Ryanair declared an interim dividend of 22.3 euro cents per share, up 27% from 17.5 cents a year before and in line with its dividend policy.

The carrier said its load factor was unchanged at 92% during the third quarter and was steady in the year-to-date at 94%.

The number of customers increased by 8.5% in the third quarter, to 44.9 million from 41.4 million. In the full-year, customer numbers grew 9.2% to 160.2 million from 146.8 million.

Total operating expenses rose 7.7% in the third-quarter to €2.93 billion from €2.72 billion. They were up 8.2% in the year-to-date to €9.60 billion from €8.88 billion.

Higher staff and other costs, due in part to Boeing delivery delays, were partly offset by fuel hedge savings, the carrier said.

Ryanair no longer expects Boeing to deliver sufficient aircraft to facilitate traffic growth to 210 million passengers in financial year 2026. Consequently, it has revised its financial 2026 traffic target to 206 million.

It expects European short-haul capacity to remain constrained in 2025 as both original equipment manufactures, Boeing and Airbus SE, ‘struggle with delivery backlogs’. It also sees impacts from engine repairs and further EU airline consolidation.

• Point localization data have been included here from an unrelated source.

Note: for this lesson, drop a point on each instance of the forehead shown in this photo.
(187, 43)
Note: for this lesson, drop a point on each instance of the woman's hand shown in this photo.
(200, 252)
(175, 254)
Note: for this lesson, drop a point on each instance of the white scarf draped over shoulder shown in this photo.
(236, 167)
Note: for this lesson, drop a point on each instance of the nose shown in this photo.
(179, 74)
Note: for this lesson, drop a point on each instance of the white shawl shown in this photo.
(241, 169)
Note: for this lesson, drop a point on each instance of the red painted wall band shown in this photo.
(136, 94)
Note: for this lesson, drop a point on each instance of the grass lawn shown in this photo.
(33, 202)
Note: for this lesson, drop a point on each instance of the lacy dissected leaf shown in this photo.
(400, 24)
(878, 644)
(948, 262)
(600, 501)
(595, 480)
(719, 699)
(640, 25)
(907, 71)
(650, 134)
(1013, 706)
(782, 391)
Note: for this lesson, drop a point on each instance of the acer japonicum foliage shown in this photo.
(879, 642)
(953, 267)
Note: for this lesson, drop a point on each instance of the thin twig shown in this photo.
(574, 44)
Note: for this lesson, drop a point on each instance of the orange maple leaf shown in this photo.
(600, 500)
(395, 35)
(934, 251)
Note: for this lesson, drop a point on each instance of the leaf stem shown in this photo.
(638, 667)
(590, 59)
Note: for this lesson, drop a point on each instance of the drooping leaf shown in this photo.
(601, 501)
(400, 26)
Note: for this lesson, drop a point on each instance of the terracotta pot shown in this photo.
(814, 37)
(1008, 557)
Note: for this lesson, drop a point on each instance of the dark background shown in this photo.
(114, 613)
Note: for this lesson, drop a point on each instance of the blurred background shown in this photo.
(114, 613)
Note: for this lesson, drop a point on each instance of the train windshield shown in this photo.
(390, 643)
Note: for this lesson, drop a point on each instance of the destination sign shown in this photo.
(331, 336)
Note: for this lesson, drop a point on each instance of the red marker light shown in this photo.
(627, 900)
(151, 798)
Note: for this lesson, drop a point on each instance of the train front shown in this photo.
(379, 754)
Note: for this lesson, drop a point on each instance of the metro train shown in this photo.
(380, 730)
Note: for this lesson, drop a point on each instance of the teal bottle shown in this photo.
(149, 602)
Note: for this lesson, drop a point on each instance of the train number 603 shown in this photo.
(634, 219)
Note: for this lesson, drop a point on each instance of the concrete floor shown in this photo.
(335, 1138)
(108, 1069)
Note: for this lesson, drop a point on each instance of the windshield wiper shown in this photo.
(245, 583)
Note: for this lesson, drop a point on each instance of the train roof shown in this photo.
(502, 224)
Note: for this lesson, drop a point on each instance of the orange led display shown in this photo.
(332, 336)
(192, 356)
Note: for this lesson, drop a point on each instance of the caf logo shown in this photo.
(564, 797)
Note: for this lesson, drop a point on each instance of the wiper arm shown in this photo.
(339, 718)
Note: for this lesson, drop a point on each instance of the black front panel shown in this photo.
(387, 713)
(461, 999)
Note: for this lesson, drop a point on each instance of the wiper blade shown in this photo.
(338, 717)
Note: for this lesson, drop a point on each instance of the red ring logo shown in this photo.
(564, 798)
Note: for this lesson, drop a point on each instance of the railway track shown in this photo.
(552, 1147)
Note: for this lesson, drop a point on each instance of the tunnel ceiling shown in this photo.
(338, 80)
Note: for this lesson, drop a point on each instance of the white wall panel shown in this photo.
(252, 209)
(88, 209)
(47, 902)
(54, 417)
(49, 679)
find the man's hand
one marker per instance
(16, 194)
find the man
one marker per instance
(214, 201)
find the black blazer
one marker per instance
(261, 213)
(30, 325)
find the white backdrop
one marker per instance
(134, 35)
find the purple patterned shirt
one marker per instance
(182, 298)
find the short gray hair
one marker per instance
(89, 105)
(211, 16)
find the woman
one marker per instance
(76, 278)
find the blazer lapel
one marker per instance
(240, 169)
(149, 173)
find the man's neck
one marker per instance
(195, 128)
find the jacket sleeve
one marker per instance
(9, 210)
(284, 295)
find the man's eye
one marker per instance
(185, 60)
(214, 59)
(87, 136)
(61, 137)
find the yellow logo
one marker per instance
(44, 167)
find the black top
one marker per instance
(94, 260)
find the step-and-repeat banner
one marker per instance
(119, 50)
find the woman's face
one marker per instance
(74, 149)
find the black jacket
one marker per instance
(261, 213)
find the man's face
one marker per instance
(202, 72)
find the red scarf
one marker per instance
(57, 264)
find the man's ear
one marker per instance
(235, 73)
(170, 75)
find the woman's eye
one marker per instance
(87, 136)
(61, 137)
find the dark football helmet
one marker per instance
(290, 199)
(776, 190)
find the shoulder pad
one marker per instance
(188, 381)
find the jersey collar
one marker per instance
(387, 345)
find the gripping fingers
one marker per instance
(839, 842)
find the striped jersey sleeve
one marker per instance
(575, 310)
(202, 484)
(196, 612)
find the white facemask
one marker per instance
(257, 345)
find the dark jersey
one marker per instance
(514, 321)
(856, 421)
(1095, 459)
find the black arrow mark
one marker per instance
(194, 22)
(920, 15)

Chief Executive Officer Michael O’Leary said: ‘These capacity constraints, combined with our significant cost advantage, strong balance sheet, low-cost aircraft orders and industry leading operational resilience will, we believe, facilitate Ryanair’s low-fare profitable growth to 300m passengers over the next decade.’

Ryanair said it expects traffic to reach almost 200 million in the 2025 financial year, subject to no further negative news on Boeing delivery delays.

‘While Q3 fares were marginally stronger than the prior year (which was impacted by the OTA boycott in late November 2023), this year’s Q4 will not benefit from last year’s early Easter, which makes our Q4 prior year comparison very challenging,’ O’Leary said.

Ryanair said it is ‘cautiously’ guiding profit after tax between €1.55 billion to €1.61 billion in the 2025 financial year. Profit after tax multiplied to €149 million from €15 million in the third-quarter but was down 11% to €1.94 billion from €2.19 billion in the year-to-date. The company reported €1.92 billion profit after tax in financial 2024.

‘The final FY25 profit after tax outcome remains subject to avoiding adverse external developments between now and the end of March, including the risk of conflicts in Ukraine and the Middle Easter, further Boeing delivery delays and [air traffic control] mismanagement/short-staffing here in Europe,’ O’Leary said.

Ryanair shares were down 2.9% to €19.22 in Frankfurt early Monday.